Viewing synthetic pathway generation as LLM reasoning also enables us to adopt additional LLM reasoning techniques reminiscent of reinforcement learning (RL) finetuning and test-time search. ReaSyn explores these two techniques for synthetic pathway generation.
How outcome-based RL finetuning improves exploration
There could be multiple pathways that result in the identical product molecule. ReaSyn advantages from sampling various synthetic pathways and getting feedback via GRPO. The result-based reward for a pathway is about to the molecular similarity between its end-product molecule and the input molecule. Because the reward is simply applied to the end result, as an alternative of the reasoning steps, the model is endowed with the power to explore diverse synthetic pathways.

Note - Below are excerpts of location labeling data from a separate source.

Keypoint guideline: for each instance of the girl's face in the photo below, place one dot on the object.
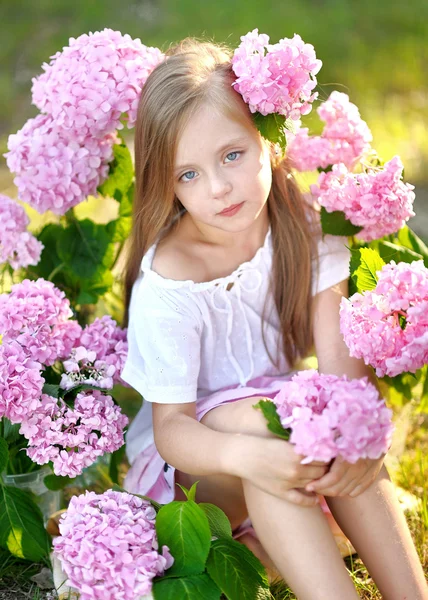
(222, 172)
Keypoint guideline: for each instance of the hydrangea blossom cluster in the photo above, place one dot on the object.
(345, 137)
(21, 382)
(37, 315)
(377, 200)
(99, 357)
(388, 326)
(93, 81)
(276, 78)
(108, 546)
(73, 437)
(53, 171)
(18, 247)
(332, 416)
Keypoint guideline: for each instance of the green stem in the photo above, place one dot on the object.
(117, 255)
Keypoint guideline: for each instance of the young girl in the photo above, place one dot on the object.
(231, 284)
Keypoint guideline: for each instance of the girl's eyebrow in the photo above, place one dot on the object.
(228, 144)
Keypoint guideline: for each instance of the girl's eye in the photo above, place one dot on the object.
(188, 176)
(232, 156)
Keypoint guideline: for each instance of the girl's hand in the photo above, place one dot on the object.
(274, 466)
(346, 479)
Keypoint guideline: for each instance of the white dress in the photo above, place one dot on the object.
(202, 342)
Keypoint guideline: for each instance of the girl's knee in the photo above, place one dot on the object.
(238, 417)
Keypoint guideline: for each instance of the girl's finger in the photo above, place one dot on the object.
(334, 490)
(350, 487)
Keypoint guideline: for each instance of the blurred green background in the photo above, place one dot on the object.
(376, 51)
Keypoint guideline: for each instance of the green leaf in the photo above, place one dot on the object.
(121, 172)
(116, 459)
(126, 202)
(365, 263)
(190, 494)
(4, 455)
(92, 289)
(21, 525)
(196, 587)
(218, 522)
(389, 251)
(407, 237)
(335, 223)
(272, 127)
(11, 431)
(50, 262)
(423, 406)
(86, 248)
(51, 390)
(237, 572)
(184, 528)
(268, 409)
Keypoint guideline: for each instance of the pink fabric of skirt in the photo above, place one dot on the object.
(150, 476)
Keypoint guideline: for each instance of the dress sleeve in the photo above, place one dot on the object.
(333, 263)
(164, 332)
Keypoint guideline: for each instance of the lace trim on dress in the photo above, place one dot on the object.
(146, 267)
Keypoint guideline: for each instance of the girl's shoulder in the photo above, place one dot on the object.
(172, 260)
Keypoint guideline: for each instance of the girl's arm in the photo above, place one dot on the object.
(343, 479)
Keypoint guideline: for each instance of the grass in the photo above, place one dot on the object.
(408, 468)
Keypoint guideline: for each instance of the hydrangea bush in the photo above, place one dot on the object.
(62, 352)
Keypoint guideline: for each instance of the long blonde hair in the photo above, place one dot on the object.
(193, 73)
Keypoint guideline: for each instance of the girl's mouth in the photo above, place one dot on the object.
(231, 210)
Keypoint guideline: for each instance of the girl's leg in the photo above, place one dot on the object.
(377, 528)
(300, 543)
(298, 539)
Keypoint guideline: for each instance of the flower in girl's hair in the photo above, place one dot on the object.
(37, 315)
(93, 81)
(345, 137)
(21, 382)
(108, 546)
(72, 437)
(54, 172)
(377, 200)
(276, 78)
(17, 246)
(332, 416)
(388, 326)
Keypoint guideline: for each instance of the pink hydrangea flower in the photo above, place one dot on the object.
(377, 200)
(93, 81)
(345, 137)
(108, 546)
(21, 383)
(98, 357)
(37, 315)
(18, 247)
(332, 416)
(276, 78)
(388, 326)
(72, 437)
(53, 171)
(83, 367)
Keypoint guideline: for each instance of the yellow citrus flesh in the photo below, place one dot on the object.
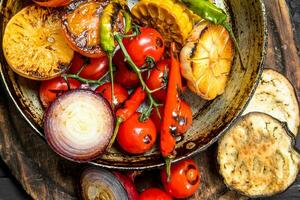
(209, 63)
(173, 20)
(33, 44)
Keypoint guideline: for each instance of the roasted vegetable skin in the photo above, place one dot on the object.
(33, 44)
(257, 156)
(206, 60)
(78, 125)
(276, 96)
(171, 18)
(52, 3)
(80, 25)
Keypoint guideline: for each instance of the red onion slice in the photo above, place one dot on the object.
(97, 183)
(78, 125)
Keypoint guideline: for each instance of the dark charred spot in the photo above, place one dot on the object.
(194, 181)
(173, 130)
(159, 42)
(147, 139)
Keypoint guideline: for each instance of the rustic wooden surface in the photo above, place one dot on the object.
(44, 175)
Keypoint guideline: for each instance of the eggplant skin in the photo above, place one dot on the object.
(257, 156)
(276, 96)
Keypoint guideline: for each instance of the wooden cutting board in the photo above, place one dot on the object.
(44, 175)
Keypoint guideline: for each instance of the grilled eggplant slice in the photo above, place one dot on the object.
(276, 96)
(257, 156)
(33, 44)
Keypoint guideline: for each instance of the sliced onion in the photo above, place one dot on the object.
(97, 183)
(78, 125)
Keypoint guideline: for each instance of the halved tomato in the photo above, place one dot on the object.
(81, 26)
(52, 3)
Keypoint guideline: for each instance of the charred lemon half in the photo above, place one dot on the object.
(171, 18)
(33, 44)
(257, 156)
(206, 60)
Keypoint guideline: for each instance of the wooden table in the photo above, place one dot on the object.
(41, 184)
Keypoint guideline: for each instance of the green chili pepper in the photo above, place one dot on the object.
(107, 22)
(210, 12)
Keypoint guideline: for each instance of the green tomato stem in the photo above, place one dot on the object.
(113, 138)
(111, 72)
(84, 80)
(137, 70)
(168, 161)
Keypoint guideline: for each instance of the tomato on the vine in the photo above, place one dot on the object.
(135, 136)
(185, 179)
(51, 89)
(120, 93)
(158, 79)
(156, 118)
(93, 68)
(154, 194)
(148, 43)
(126, 77)
(52, 3)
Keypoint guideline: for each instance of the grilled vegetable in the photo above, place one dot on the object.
(52, 3)
(136, 136)
(124, 75)
(206, 60)
(108, 22)
(172, 19)
(129, 108)
(213, 14)
(51, 89)
(120, 93)
(79, 125)
(89, 68)
(276, 96)
(168, 128)
(33, 44)
(81, 26)
(97, 183)
(128, 185)
(257, 157)
(154, 194)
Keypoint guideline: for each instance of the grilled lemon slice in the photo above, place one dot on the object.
(172, 19)
(206, 60)
(33, 44)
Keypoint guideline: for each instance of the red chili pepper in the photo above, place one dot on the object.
(129, 108)
(172, 105)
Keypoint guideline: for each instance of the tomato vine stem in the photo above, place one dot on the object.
(152, 102)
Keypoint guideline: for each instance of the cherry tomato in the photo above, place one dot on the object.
(184, 118)
(52, 3)
(154, 194)
(156, 119)
(185, 179)
(94, 68)
(137, 137)
(120, 93)
(158, 78)
(51, 89)
(148, 43)
(124, 75)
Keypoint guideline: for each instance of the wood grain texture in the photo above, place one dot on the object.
(44, 175)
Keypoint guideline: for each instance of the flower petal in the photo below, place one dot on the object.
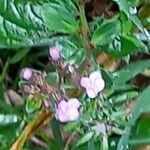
(99, 85)
(85, 82)
(61, 116)
(95, 75)
(73, 114)
(62, 105)
(91, 93)
(73, 103)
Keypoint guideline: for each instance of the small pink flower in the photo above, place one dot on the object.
(54, 53)
(26, 73)
(94, 84)
(68, 111)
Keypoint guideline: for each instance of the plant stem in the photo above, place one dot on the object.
(4, 72)
(31, 128)
(69, 141)
(84, 26)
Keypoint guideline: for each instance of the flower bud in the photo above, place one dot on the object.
(26, 73)
(54, 53)
(68, 111)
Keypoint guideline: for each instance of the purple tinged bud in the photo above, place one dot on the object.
(54, 53)
(93, 84)
(26, 73)
(68, 111)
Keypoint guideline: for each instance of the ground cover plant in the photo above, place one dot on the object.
(74, 74)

Goal-directed search: guiding pathways
During generation, ReaSyn uses beam search, which maintains a pool of sequences being generated and expands them block-by-block (BB or RXN). The search enables ReaSyn to generate diverse pathways for a single input molecule, and guides the generation in a preferred direction by scoring the sequences through a reward function. In retrosynthesis planning, the reward function could be the similarity to the input molecule. In goal-directed optimization tasks, the reward function could be the specified chemical property.

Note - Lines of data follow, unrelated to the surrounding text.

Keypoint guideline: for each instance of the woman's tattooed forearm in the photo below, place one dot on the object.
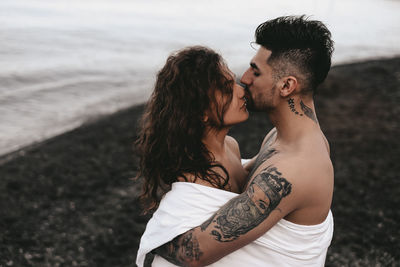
(248, 210)
(182, 249)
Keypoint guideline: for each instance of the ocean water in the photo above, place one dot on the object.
(65, 62)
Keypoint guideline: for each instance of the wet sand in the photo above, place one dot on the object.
(71, 200)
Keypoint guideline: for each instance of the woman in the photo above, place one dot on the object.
(184, 147)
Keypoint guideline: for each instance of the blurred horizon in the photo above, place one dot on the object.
(66, 62)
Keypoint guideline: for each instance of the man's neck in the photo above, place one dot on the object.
(294, 118)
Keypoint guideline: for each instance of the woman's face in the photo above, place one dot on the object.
(236, 111)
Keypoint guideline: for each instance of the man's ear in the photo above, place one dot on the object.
(290, 84)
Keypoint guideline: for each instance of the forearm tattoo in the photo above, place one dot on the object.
(248, 210)
(239, 216)
(307, 111)
(182, 249)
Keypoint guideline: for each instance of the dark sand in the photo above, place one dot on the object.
(70, 201)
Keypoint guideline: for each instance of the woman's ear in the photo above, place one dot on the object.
(290, 84)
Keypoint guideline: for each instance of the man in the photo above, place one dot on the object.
(291, 178)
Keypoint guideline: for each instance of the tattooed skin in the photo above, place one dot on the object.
(183, 248)
(248, 210)
(308, 111)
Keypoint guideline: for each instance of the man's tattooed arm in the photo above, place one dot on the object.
(236, 218)
(307, 110)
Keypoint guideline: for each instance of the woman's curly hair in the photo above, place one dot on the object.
(170, 140)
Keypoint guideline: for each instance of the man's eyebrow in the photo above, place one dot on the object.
(254, 66)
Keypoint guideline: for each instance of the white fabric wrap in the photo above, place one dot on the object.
(188, 205)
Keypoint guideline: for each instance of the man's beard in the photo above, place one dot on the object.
(249, 100)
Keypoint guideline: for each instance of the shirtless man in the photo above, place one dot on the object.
(291, 178)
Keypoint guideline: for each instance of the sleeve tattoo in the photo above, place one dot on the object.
(239, 216)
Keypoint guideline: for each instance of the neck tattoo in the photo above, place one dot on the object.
(307, 110)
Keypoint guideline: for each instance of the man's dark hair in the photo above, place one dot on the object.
(300, 47)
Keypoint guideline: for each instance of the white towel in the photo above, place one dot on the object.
(188, 205)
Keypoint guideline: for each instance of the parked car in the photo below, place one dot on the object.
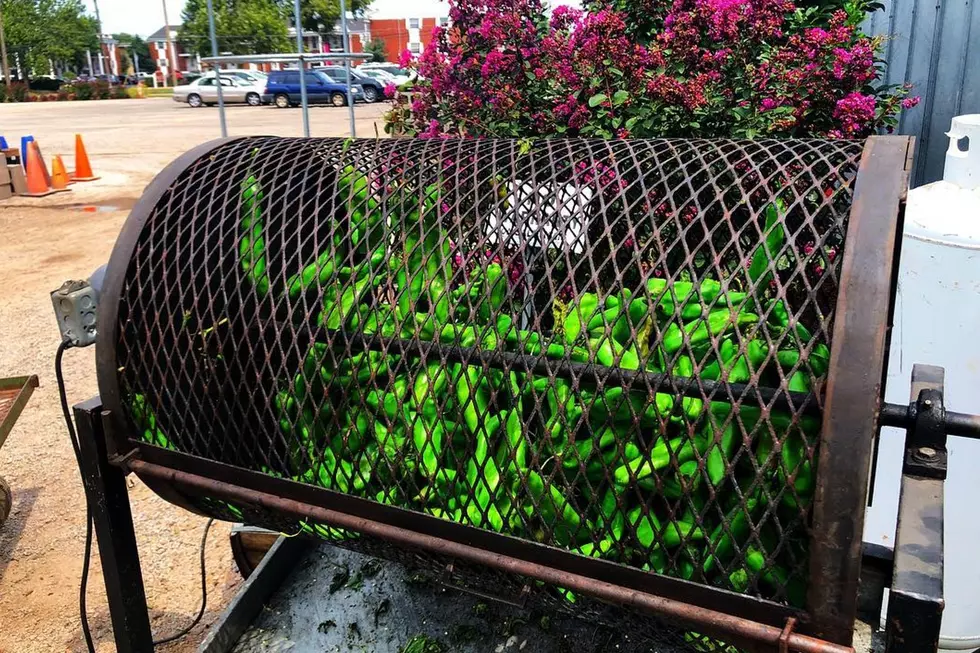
(204, 91)
(400, 74)
(252, 76)
(378, 74)
(374, 90)
(282, 89)
(166, 79)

Generating synthetic pathways with ReaSyn
ReaSyn’s synthesizable projection is extremely versatile: it enables retrosynthesis planning, suggests analogs for unsynthesizable molecules, supports goal-directed molecular optimization, and facilitates synthesizable hit expansion. Below, we examine its performance on these tasks.
Retrosynthesis planning
Even given an unlimited synthesizable space, previous synthesizable molecule generation methods have struggled to cover this space extensively. ReaSyn shows a high success rate in generating synthetic pathways given synthesizable molecules, demonstrating its powerful explorability within the synthesizable chemical space.
Synthesizable goal-directed molecular optimization
ReaSyn can project molecules generated by an off-the-shelf molecular optimization method to perform synthesizable goal-directed optimization. Combined with Graph GA, Graph GA-ReaSyn shows higher optimization performance than previous synthesis-based methods.
Synthesizable hit expansion: exploring molecule neighborhoods
The search scheme enables ReaSyn to suggest multiple synthesizable analogs for a given goal molecule by projecting them in a different way. ReaSyn explores the neighborhood of given molecules in synthesizable space, and could be applied to hit expansion to seek out diverse synthesizable analogs of hit molecules (Figure 5).


Most generative models create molecules that aren’t synthesizable in practice. ReaSyn builds on recent reasoning advances in LLMs, equipping scientists with an efficient generative tool to project small molecules into the synthesizable chemical space. With its enhanced reasoning capabilities, diversity, and flexibility, ReaSyn shows promise as a way for navigating combinatorially large synthesizable chemical space in real-world drug discovery.
Discover more about ReaSyn by reading our paper on arXiv and the code is accessible on GitHub.